GraPHP is the mathematical graph/network library written in PHP.

Development version: This branch contains the code for the upcoming 1.0 release. For the code of the current stable 0.9 release, check out the 0.9.x branch.

The upcoming 1.0 release will be the way forward for this package. However, we will still actively support 0.9.x for those not yet on the latest version. See also installation instructions for more details.

Table of contents

Once installed, let’s initialize a sample graph:

 require __DIR__ . '/vendor/autoload.php'; $graph = new Graphp\Graph\Graph(); // create some cities $rome = $graph->createVertex(array('name' => 'Rome')); $madrid = $graph->createVertex(array('name' => 'Madrid')); $cologne = $graph->createVertex(array('name' => 'Cologne')); // build some roads $graph->createEdgeDirected($cologne, $madrid); $graph->createEdgeDirected($madrid, $rome); // create loop $graph->createEdgeDirected($rome, $rome);

Let’s see which city (Vertex) has a road (i.e. an edge pointing) to Rome:

foreach ($rome->getVerticesEdgeFrom() as $vertex) < echo $vertex->getAttribute('name') . ' leads to Rome' . PHP_EOL; // result: Madrid and Rome itself lead to Rome >

This library is built around the concept of mathematical graph theory (i.e. it is not a charting library for drawing a graph of a function). In essence, a graph is a set of nodes with any number of connections in between. In graph theory, vertices (plural of vertex) are an abstract representation of these nodes, while connections are represented as edges. Edges may be either undirected («two-way») or directed («one-way», aka di-edges, arcs).

Depending on how the edges are constructed, the whole graph can either be undirected, can be a directed graph (aka digraph) or be a mixed graph. Edges are also allowed to form loops (i.e. an edge from vertex A pointing to vertex A again). Also, multiple edges from vertex A to vertex B are supported as well (aka parallel edges), effectively forming a multigraph (aka pseudograph). And of course, any combination thereof is supported as well. While many authors try to differentiate between these core concepts, this library tries hard to not impose any artificial limitations or assumptions on your graphs.

This library provides the core data structures for working with graphs, its vertices, edges and attributes.

There are several official components built on top of these structures to provide commonly needed functionality. This architecture allows these components to be used independently and on demand only.

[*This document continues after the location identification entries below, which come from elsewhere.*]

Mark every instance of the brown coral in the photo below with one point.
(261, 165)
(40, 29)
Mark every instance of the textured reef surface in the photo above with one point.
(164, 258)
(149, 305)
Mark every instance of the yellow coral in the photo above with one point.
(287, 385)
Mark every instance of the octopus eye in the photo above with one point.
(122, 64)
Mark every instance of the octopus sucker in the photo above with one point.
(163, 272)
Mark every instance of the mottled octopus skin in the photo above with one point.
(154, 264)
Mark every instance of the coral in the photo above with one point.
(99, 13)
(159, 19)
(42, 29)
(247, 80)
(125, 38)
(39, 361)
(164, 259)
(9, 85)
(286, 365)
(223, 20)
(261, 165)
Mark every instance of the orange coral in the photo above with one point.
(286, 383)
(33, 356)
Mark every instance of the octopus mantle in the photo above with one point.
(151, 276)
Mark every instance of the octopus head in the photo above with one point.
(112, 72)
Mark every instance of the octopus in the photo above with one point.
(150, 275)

Following is a list of some highlighted components. A list of all official components can be found in the graphp project.

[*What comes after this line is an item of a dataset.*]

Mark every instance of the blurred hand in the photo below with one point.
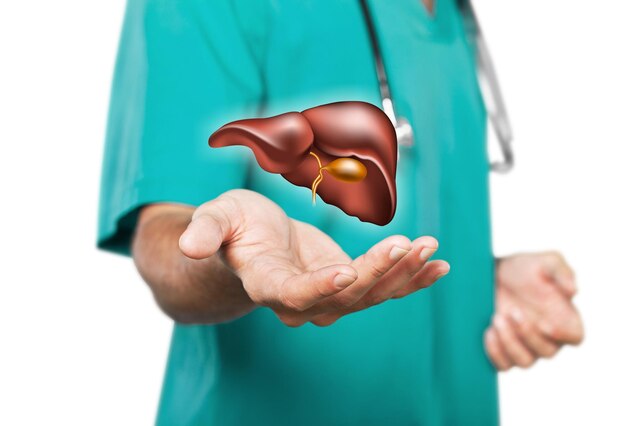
(297, 270)
(535, 314)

This library is built to support visualizing graph images, including them into webpages, opening up images from within CLI applications and exporting them as PNG, JPEG or SVG file formats (among many others). Because graph drawing is a complex area on its own, the actual layouting of the graph is left up to the excellent GraphViz «Graph Visualization Software» and we merely provide some convenient APIs to interface with GraphViz.

Besides graph drawing, one of the most common things to do with graphs is running algorithms to solve common graph problems. Therefore this library is being used as the basis for implementations for a number of commonly used graph algorithms:

• Search
  • Deep first (DFS)
  • Breadth first search (BFS)
  • Dijkstra
  • Moore-Bellman-Ford (MBF)
  • Counting number of hops (simple BFS)
  • Kruskal
  • Prim
  • Bruteforce algorithm
  • Minimum spanning tree heuristic (TSP MST heuristic)
  • Nearest neighbor heuristic (NN heuristic)
  • Edmonds-Karp
  • Cycle canceling
  • Successive shortest path
  • Flow algorithm

  The recommended way to install this library is through Composer. New to Composer?

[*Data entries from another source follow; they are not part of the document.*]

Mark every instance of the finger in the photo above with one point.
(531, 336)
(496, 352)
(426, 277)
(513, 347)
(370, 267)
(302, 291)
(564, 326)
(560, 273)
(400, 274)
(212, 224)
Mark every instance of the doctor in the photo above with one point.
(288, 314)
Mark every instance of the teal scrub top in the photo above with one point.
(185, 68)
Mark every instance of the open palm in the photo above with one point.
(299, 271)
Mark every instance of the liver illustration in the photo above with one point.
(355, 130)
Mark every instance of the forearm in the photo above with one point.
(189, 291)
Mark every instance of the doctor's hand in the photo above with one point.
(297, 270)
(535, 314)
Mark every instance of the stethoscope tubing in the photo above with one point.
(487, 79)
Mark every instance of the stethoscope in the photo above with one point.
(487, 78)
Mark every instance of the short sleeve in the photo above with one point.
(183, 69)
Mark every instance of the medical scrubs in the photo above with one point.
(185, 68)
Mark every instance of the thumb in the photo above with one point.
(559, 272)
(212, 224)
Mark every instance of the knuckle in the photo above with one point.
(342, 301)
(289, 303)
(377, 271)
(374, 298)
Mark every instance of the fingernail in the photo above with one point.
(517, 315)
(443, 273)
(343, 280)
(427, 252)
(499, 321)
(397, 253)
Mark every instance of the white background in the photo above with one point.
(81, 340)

  Once released, this project will follow SemVer. At the moment, this will install the latest development version:

  composer require graphp/graph:^1@dev

  See also the CHANGELOG for details about version upgrades.

  This project aims to run on any platform and thus does not require any PHP extensions and supports running on legacy PHP 5.3 through current PHP 8+. It’s highly recommended to use the latest supported PHP version for this project.

  You may also want to install some of the additional components. A list of all official components can be found in the graphp project.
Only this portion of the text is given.